17. S'agissant plus précisément de la différence des prix entre les pièces vendues par le constructeur et celles vendues par les fabricants indépendants, il convient de relever que, selon la jurisprudence de la Cour (arrêt du 29 février 1968, 24-67, Parke Davis, Rec. p. 83), la supériorité du prix des premières par rapport à celui des secondes n'est pas nécessairement constitutive d'abus, car le titulaire d'un brevet pour modèle ornemental peut légitimement prétendre à une rémunération pour les dépenses qu'il a exposées en vue de mettre au point le modèle breveté.

18. Dans ces conditions, il y a lieu de répondre à la deuxième question posée par la juridiction nationale que

- le seul fait d'obtenir de brevets pour modèles ornementaux relatifs à des éléments de carrosserie de voitures automobiles ne constitue pas un abus de position dominante, au sens de l'article 86 du traité;

- l'exercice du droit exclusif correspondant à de tels brevets peut être interdit par l'article 86 du traité, s'il donne lieu de la part d'une entreprise en position dominante à certains comportements abusifs tels que le refus arbitraire de livrer des pièces de rechange à des réparateurs indépendants, la fixation des prix des pièces de rechange à un niveau inéquitable ou la décision de ne plus produire de pièces de rechange pour un certain modèle alors que beaucoup de voitures de ce modèle circulent encore, à condition que ces comportements soient susceptibles d'affecter le commerce entre Etats membres.

Sur les dépens

19. Les frais exposés par le gouvernement de la République fédérale d'Allemagne, le gouvernement français, le gouvernement espagnol, le gouvernement britannique et le gouvernement italien et la Commission des Communautés européennes, qui ont soumis des observations à la Cour, ne peuvent faire l'objet d'un remboursement. La procédure revêtant, à l'égard des parties au principal, le caractère d'un incident de procédure soulevé devant la juridiction nationale, il appartient à celle-ci de statuer sur les dépens.

Par ces motifs,

LA COUR,

statuant sur les questions à elle soumises par le Tribunale civile e penale de Milan, par ordonnance du 18 septembre 1986, dit pour droit:

1) Les règles relatives à la libre circulations des marchandises ne s'opposent pas à l'application d'une législation nationale en vertu de laquelle un fabricant d'automobiles, titulaire d'un brevet pour modèle ornemental sur des pièces de rechange destinées aux voitures de sa fabrication, est en droit d'interdire à des tiers de fabriquer, aux fins de la vente sur le marché intérieur ou de l'exportation, des pièces protégées ou d'empêcher l'importation d'autres Etats membres de pièces protégées qui y auraient été fabriquées sans son consentement.

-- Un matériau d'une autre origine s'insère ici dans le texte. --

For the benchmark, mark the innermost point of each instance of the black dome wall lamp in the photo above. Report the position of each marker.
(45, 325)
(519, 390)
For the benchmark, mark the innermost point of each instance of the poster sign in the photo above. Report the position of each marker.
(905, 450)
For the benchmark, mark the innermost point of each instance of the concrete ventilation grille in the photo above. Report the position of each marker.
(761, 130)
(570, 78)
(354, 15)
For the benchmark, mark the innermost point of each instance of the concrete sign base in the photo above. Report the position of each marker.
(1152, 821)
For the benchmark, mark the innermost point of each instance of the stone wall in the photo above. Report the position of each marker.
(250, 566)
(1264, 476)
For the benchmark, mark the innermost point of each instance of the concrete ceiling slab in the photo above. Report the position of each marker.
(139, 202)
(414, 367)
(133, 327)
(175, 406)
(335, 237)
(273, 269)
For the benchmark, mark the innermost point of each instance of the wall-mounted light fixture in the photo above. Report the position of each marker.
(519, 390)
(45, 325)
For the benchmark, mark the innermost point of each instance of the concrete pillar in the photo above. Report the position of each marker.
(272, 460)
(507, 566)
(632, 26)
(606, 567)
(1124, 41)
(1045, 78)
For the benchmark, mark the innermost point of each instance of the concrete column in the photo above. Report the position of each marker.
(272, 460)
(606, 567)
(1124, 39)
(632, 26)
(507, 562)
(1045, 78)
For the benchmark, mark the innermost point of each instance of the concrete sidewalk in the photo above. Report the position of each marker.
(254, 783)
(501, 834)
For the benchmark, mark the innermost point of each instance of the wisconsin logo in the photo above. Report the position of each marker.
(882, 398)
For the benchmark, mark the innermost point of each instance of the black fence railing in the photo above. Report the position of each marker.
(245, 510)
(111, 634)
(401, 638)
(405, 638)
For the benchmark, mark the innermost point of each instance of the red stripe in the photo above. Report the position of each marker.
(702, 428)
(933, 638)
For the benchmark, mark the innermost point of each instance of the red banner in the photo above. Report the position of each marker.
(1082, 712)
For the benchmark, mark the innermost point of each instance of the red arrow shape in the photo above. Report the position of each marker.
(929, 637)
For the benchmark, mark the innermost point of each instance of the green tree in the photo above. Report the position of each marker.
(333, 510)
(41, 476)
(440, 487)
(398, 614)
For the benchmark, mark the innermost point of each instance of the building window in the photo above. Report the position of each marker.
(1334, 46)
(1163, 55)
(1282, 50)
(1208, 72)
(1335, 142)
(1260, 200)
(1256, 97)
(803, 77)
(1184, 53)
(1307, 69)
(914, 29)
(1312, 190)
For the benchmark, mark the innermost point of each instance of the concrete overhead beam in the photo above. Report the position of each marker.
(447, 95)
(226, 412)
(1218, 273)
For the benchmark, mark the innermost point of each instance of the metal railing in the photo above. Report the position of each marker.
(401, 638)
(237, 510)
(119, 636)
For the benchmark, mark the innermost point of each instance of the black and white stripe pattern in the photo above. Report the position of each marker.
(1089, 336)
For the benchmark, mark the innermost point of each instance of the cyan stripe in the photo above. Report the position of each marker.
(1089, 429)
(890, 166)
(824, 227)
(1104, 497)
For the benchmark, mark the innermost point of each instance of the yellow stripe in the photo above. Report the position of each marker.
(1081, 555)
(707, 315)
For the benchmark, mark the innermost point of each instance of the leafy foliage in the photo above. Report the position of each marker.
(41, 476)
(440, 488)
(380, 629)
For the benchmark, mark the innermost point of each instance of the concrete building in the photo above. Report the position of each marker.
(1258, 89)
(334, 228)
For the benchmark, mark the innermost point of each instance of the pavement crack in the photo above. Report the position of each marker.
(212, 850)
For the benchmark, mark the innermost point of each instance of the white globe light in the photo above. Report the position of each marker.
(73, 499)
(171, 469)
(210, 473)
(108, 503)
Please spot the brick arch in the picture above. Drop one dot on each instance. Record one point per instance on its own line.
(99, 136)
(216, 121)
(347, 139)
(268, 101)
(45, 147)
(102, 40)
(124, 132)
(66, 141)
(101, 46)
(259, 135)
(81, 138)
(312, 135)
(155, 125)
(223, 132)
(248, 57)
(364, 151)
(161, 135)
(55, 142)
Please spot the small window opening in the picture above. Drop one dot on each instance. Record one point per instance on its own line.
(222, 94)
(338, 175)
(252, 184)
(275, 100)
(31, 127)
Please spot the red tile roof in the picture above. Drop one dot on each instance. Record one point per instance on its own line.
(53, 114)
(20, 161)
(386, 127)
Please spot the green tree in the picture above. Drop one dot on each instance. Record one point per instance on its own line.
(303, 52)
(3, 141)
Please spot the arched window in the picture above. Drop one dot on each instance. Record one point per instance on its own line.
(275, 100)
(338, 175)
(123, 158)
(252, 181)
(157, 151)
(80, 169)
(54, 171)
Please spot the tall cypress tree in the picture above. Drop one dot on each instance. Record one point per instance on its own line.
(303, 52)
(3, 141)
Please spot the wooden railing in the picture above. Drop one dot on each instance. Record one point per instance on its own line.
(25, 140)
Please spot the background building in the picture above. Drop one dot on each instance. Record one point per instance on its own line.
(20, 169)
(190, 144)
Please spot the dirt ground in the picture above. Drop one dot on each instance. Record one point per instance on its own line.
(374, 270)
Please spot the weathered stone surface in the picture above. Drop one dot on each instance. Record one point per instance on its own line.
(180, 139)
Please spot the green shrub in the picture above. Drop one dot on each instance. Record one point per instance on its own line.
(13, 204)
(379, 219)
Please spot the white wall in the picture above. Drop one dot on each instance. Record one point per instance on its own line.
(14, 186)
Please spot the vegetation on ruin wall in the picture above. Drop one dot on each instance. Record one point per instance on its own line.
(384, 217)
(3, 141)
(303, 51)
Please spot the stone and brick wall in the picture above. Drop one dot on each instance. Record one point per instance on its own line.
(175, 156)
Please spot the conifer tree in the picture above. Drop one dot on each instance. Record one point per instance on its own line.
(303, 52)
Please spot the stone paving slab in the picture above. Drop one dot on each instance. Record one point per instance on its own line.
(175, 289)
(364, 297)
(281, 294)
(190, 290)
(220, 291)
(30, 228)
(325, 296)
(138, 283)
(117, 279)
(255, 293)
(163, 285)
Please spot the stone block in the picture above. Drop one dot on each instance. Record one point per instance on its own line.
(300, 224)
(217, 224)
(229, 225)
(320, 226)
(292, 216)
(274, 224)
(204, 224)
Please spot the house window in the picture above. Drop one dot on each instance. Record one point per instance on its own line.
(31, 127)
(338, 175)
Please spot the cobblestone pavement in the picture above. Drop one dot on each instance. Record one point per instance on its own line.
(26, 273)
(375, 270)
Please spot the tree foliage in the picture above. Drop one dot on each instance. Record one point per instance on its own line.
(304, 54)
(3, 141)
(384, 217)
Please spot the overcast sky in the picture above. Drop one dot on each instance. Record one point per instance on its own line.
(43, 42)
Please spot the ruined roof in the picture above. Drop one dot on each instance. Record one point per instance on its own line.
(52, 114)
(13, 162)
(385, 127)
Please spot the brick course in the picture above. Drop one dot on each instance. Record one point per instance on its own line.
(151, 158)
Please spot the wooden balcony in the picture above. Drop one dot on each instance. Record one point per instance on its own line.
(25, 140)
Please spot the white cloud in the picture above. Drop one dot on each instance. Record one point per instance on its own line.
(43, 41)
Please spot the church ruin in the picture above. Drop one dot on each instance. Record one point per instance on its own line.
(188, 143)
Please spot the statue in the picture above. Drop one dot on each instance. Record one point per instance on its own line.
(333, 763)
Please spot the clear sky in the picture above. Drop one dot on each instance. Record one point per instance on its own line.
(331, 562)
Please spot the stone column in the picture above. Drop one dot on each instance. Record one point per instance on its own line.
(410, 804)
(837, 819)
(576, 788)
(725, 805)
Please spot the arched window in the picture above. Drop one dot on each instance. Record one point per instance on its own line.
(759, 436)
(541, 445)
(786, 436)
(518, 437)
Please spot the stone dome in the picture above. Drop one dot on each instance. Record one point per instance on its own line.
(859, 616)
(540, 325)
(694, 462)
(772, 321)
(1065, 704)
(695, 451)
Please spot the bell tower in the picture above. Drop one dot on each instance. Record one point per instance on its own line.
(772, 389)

2) Le seul fait d'obtenir de brevets pour modèles ornementaux relatifs à des éléments de carrosserie de voitures automobiles ne constitue pas un abus de position dominante, au sens de l'article 86 du traité; l'exercice du droit exclusif correspondant à de tels brevets peut être interdit par l'article 86 du traité, s'il donne lieu de la part d'une entreprise en position dominante à certains comportements abusifs tels que le refus arbitraire de livrer des pièces de rechange à des réparateurs indépendants, la fixation des prix des pièces de rechange à un niveau inéquitable ou la décision de ne plus produire de pièces de rechange pour un certain modèle alors que beaucoup de voitures de ce modèle circulent encore, à condition que ces comportements soient susceptibles d'affecter le commerce entre Etats membres.